UMB Embraces Diversity
Boston may be under a blanket of white strife, but that didn’t stop over 100 students, faculty, and alum from coming into the University of Massachusetts Boston Campus Center Ballroom to celebrate Black History Month.
On Feb. 26, UMass Boston graciously hosted its fourth annual Black History month presentation procession, with this year’s gathering focusing primarily on “education and voting for a change.”
The Impact 50 this year had a heightened level of meaning and social relevance this year due to the profound violence towards African Americans, specifically toward the young males. The procession began with students in attendance who were asked to participate in a peaceful demonstration, reminiscent of the “hands up, don’t shoot” movement.
The students marched through the ballroom accompanied by a musical tribute to black civil rights leaders and victims of police brutality. At the end of the song, hundreds of eyes watched the students, wondering what the white cut-outs they held were. One after another, like a domino effect of solidarity, each student flipped their cards to spell out E-N-O-U-G-H-IS-E-N-O-U-G-H.
The large volume of extra participants spilled over to the end of the line, almost inadvertently making the audience read the message and scan the faces of the poster-less students at the end as if they were a diverse and multicultural punctuation mark.
The presentation was headlined by guest speaker and revered activist Cheryl Clyburn, the executive director of Mass Vote and a small government connoisseur. Clyburn spoke on the troublesome unrest in the urban black communities across the country, and even on how to combat these stigmas and prejudice.
How to fight back? According to Clyburn, the kryptonite to racist agendas is small government actions; most specifically, small elections. Says Clyburn, “Small elections have the greatest impact” in fighting against the inequities of the system. “The system is not broken,” she said, “the system is working just the way they [prosperous white men, governing bodies] want it to.” Clyburn stressed to listeners in attendance that it is important to distinguish that the system is not faulty, and that the people need to participate more in smaller elections.

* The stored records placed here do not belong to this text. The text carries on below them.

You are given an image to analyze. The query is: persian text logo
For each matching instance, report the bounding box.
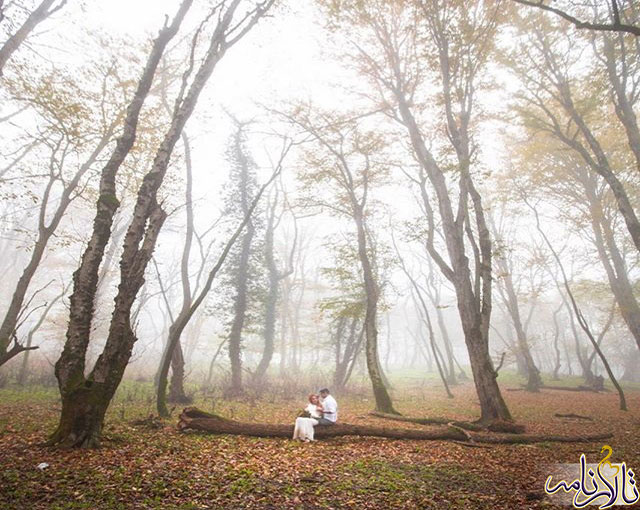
[544,445,640,510]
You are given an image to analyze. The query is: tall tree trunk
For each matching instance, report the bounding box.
[353,211,399,414]
[50,0,270,447]
[489,217,542,392]
[0,131,115,364]
[524,199,627,411]
[553,305,562,381]
[580,173,640,349]
[167,341,191,404]
[227,126,255,396]
[254,190,297,381]
[50,0,192,446]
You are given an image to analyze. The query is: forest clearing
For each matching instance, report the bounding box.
[0,377,640,510]
[0,0,640,510]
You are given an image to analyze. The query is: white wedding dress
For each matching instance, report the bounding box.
[293,403,320,441]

Clyburn listed her large résumé and the steps she has taken to making voting more accessible via online voter registration and prolonged early voting periods. She mentioned the opponents to these precautions, primarily in historically conservative southern states, which in her opinion were “undoing” the work of the Voting Rights Act of 1965.
When asked about the significance of activism in youth, Clyburn stressed “Democracy should not cost this much,” and a message eerily similar to Gandhi’s of “be the change you want to see in the world.” Clyburn tells the Mass Media that she is hosting the Women’s March Community Meeting on campus at a date to be decided, as well as the Boston 500, a meeting hosted by Mass Vote and the local branch of the NAACP.
The Boston 500 is an organization intended to grow the number of registered voters and thought leaders in the community. She believes if each person of the 500 can yield 20 people, she’ll have created a ten-thousand-strong supergroup in the community. Additional information can be found on her website www.massvote.org.